Dear Bike fitting Gurus,

I am 171cm tall and currently riding a LOOK 595 size XS with Cinelli ram jam handlebar stem length 110mm.

http://www.lookcycle.com/products/data/geometrie/geometrie595.pdf

I am looking to buy a 2008 Colnago extreme C frame. I have been to 2 LBS and got 2 differing views.

LBS 1 thinks I should get sloping 45 sized frame

LBS 2 thinks I should get sloping 48 sized frame.

Please someone help me try and figure out which sized frame I should get.

Many thanks.


jmoley


----------



## clm2206 (Sep 12, 2006)

Hi

Not only for Colnago, but for any other brand. The question is how many nandlebar/saddle difference height do you like? If you want 10+ cms then go for the 45s, if less than 10 cms go for the 48s

Regards


----------



## colnago_ed (Jan 14, 2006)

I have 48 sloping with 110 ram bar, and the other bike is a 595 size small with 100 stem


----------



## fabsroman (Jul 14, 2006)

From my conversion, you are just over 5' 7". I'm about an inch taller than you and I ride a 50 sloping. I could probably ride a 52 and 48 sloping too, but they would be at the extreme ends of fit. I use a 110 stem on the 50. Based upon the limited amount of info you gave us (i.e., only height with no reach, standover, or other information), I would have to guess that you should go with the 48 sloping.


----------



## ico (Feb 6, 2005)

Just pay 200 euros more at get your own custom tailored colnago. I have C50 in custom and waiting for custom extreme C. In last few years I had 595,585,585 ultra,486..all of them top of the line, beautifull frames.But I like my C50 custom size more.


----------



## fabsroman (Jul 14, 2006)

There isn't always a need for a custom size, especially since Colnago makes frames in traditional sizes in 1 cm increments and then sloping frames too. Custom frames are for people that have bodies that are not close to average (e.g., really long arms, really long femurs, really short femurs, really short arms).


----------



## campagnoloneutron (Sep 15, 2005)

*sizing question*

Again, with the limited info provided it really depends on how you want to sit on the bike. The "effective top tube length" is an important number to consider in deciding. The Colnago dimensions are as follows: 45 sloping size has 51.8cm EFTTL. The 48 sloping size has 53.1cm EFTTL. 

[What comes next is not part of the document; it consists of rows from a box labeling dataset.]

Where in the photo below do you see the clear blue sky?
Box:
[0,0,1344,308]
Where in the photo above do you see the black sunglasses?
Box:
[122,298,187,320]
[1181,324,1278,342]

Suggestion would to be perhaps compare that number with the corresponding number on your existing ride and decide based on what you like or dont like about that current setup. But please get fitting help from the shop you trust most especially for an item this costly. It never hurts though to investigate the technical details yourself and find out as much info as you can ahead of time. 

At this point, from what I know I would likely put you on the Colnago size 48 sloping as fabrosman suggested.


----------



## jmoley (Apr 5, 2007)

many thanks gentlemen for your opinions.

will make some measurements of myself and current bike and post. 

in the mean time,

I am more inclined to go with a sloping 48 after seeing first hand how 'tiny' and kid sized looking a sloping 45 is quite recently (some LBS owner's wife has one)

friend of mine has a CF4 - cristallo frame based ferrari edition colnago sloping 48, he has his seat post raised 12cm from clamp to bottom of saddle and I test rode it and felt it could be raised slightly more. 

reach was decent but posture was a bit too upright as he had 1 inch worth of spacers from head tube to bottom of handlebar on his bike.


----------



## jmoley (Apr 5, 2007)

good morning gentlemen,

I did more research and test fits at LBS.

on my LOOK 595, 
I am running a cinelli ram jam integrated handlebar with stem length 120mm, 
bottom bracket to top of saddle following the angle of seat post is 70cm
bottom bracket to top of saddle perpendicular to the ground is 66.5cm

I have about 1.5 inch clearance between the groin and top tube when I did a standover a colnago traditional frame 52cm.


I will go with a 48 sloping but run a shorter stem length to compensate for the longer top tube length on the 48s vs 45s, what do you gurus think?

one last question, any thoughts or opinions about traditional vs sloping frames? ride qualities etc?


many thanks again

jmoley


----------